Get started / Overview
Zeligate Voice API
A self-hosted, low-latency text-to-speech service that speaks the
ZeliSpeech API. The request/response shapes follow mainstream TTS-API conventions,
so most integrations move by changing two things — the base_url and the API key —
and nothing else changes. Secure data sovereignty — your text and audio never
leave your own infrastructure. This is Sovereign Voice, built for enterprise.
Why it exists
Products that already integrate a mainstream TTS API shouldn't need a rewrite to
run on your own hardware. The Zeligate Voice API exposes the ZeliSpeech
/v1 surface on top of the Zeli Turbo engine, so an existing integration — the
ZeliSpeech Python/JS SDKs, a raw-HTTP call, or a third-party product with an
"API key + base URL" field — migrates by swapping the endpoint.
Same shapes, your box. Change base_url to your server and the API
key to your ZELI_API_KEY — nothing else in the calling code
changes.
Start here
Your first synthesized clip in under a minute — SDK, cURL, or a browser.
The core capability: turn text into natural, expressive speech.
Low-TTFB HTTP streaming and a realtime input-streaming WebSocket.

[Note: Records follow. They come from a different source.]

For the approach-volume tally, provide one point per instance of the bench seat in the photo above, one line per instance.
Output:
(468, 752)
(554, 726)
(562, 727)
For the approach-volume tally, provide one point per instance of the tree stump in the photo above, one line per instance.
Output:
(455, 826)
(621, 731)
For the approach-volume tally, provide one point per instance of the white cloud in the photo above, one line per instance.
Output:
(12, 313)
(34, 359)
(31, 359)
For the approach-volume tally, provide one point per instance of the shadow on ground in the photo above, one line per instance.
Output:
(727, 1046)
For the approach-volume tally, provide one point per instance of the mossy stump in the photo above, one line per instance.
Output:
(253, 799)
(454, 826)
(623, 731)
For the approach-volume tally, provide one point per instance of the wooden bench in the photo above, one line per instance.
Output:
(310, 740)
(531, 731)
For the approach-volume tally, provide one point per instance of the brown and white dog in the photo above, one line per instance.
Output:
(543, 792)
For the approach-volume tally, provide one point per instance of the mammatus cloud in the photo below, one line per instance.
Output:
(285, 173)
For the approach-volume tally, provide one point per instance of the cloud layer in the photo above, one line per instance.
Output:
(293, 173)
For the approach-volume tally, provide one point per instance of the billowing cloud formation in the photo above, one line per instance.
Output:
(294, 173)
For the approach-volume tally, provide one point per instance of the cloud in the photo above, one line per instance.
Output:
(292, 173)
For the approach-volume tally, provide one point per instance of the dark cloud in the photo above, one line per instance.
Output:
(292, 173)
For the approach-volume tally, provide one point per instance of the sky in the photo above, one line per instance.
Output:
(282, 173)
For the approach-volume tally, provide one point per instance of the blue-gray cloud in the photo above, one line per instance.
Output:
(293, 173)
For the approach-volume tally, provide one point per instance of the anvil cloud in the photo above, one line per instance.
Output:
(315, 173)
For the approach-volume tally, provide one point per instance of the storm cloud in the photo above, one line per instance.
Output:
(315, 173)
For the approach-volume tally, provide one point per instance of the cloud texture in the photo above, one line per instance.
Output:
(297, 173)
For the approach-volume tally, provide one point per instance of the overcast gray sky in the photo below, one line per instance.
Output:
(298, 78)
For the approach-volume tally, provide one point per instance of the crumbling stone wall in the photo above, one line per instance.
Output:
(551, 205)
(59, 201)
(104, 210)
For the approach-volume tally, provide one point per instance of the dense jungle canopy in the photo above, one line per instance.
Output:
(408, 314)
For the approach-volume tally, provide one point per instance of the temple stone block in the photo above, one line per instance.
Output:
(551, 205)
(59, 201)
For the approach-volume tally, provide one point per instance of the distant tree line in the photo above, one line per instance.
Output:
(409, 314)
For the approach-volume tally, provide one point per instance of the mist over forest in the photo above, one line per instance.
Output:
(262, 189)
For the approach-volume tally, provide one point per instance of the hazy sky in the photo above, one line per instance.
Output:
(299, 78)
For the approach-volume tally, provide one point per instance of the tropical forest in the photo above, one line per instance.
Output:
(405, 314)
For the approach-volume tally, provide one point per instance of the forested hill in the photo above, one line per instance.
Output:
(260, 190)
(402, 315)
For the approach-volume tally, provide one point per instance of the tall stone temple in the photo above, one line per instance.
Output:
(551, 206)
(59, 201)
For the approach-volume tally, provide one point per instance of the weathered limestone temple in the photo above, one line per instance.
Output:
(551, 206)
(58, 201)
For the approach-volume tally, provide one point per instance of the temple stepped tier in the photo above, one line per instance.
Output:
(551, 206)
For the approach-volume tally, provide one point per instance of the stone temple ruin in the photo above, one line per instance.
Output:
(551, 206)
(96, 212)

A checklist for pointing an existing TTS integration at your box.
What you can do today
| Capability | Endpoint | Status |
|---|---|---|
| Synthesize a full clip | POST /v1/text-to-speech/{voice_id} | Ready |
| Stream audio (low TTFB) | POST /v1/text-to-speech/{voice_id}/stream | Ready |
| Realtime input streaming | WSS /v1/text-to-speech/{voice_id}/stream-input | Ready |
| Character timestamps | .../with-timestamps | Approximate |
| List / get voices | GET /v1/voices · /v2/voices · /v1/voices/{id} | Ready |
| List models | GET /v1/models | Ready |
| Account / quota | GET /v1/user · /v1/user/subscription | Stub |
This documentation starts with the shipped /v1 swap-out surface and expands
as the platform grows (per-key concurrency, real character alignment,
voice-CRUD, and standalone-platform IaC are on the roadmap). See
Errors and the individual endpoint pages
for exact behavior.
How it's built
One FastAPI codebase serves two topologies from the same engine:
- Embedded — a loopback, on-instance TTS for the AI Avatar (native
/ttscontract), so nothing leaves the box. - Standalone — the public ZeliSpeech
/v1surface documented here.
The engine renders 24 kHz mono audio and is batch-1 (one stream per GPU worker), so scaling means more workers behind a router, not a bigger box.